Meine Stärke beginnt langsam zu zerbröseln. Mister Tschaka geht die Luft aus. Ich bin am Ende. A. wird hingegen immer stabiler. Sie findet unglaublich viel Zuspruch bei Familie und Freunden. Ich isoliere mich, will von anderen nichts wissen. Wo sie raus geht, ziehe ich mich zurück. Einen Tag nach der Beerdigung beschließe ich mich mit M. zu treffen. Ich brauche sie jetzt und sie ist wieder da für mich.

Inzwischen hat sich auch bei mir eine Todessehnsucht eingestellt. Ich mag nicht mehr und überlege während des Motorradfahrens, ob ich nicht einfach in der Kurve geradeaus gegen den Brückenpfeiler knallen soll. Dann hat das verfluchte Leiden endlich ein Ende. Ich habe aber nicht den Mumm das durchzuziehen und lenke schließlich ein. Dann kann es noch nicht gewesen sein. Irgendwas in mir regt seinen Widerstand gegen den eigenen Tod.

Ende September findet die Trauerfeier statt. Alle Gäste sind aus A.s Bekanntenkreis. Keiner aus meiner Familie und von meinen Freunden steht mit mir am Grab. Ich bin allein. Hartes Brot. Wir flennen uns das Wasser aus den Augen und lassen zum Gedenken Luftballons steigen. Als ich an der schuhkartongroßen Öffnung im Boden stehe und die sterblichen Überreste in die Erde gelassen werden, fühle ich unglaubliche Schmerzen aber auch Befreiung. Nichts kann jemals wieder so schlimm sein, denke ich und beschließe fortan meinen Weg für mich zu gehen. So unbequem das auch werden mag.

Wenige Stunden später verabschiede ich mich von A. und fahre Richtung Hannover. Am nächsten Tag geht der Zug Richtung Süden und ich bin überglücklich mein Lebenslicht wiederzusehen. Die sechs Stunden Zugfahrt in die Nähe von Stuttgart vergehen wie im Flug. Wir verleben unfassbar intensive Stunden, ich will diese Frau mit Haut und Haaren. Und sie gibt sich mir hin.

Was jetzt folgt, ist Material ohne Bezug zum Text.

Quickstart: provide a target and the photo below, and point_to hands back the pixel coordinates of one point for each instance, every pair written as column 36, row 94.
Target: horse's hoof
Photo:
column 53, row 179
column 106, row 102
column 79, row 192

Ich fühle mit ihr eine Nähe zum Göttlichen und will, dass das nie vergeht. Wir verabschieden uns nach einem traumhaften Spätsommerwochenende in der wunderschönen schwäbischen Landschaft. Ich bin auf der Rückfahrt abwechselnd auf Wolke 7 und in der Hölle. Mir ist das alles zu viel. Hab zwar schon einiges erlebt, aber die Erlebnisse der letzten Wochen haben mir das Mark aus den Gebeinen gesaugt. Ich muss jetzt irgendwie mein Leben neu aufbauen. Nur wie?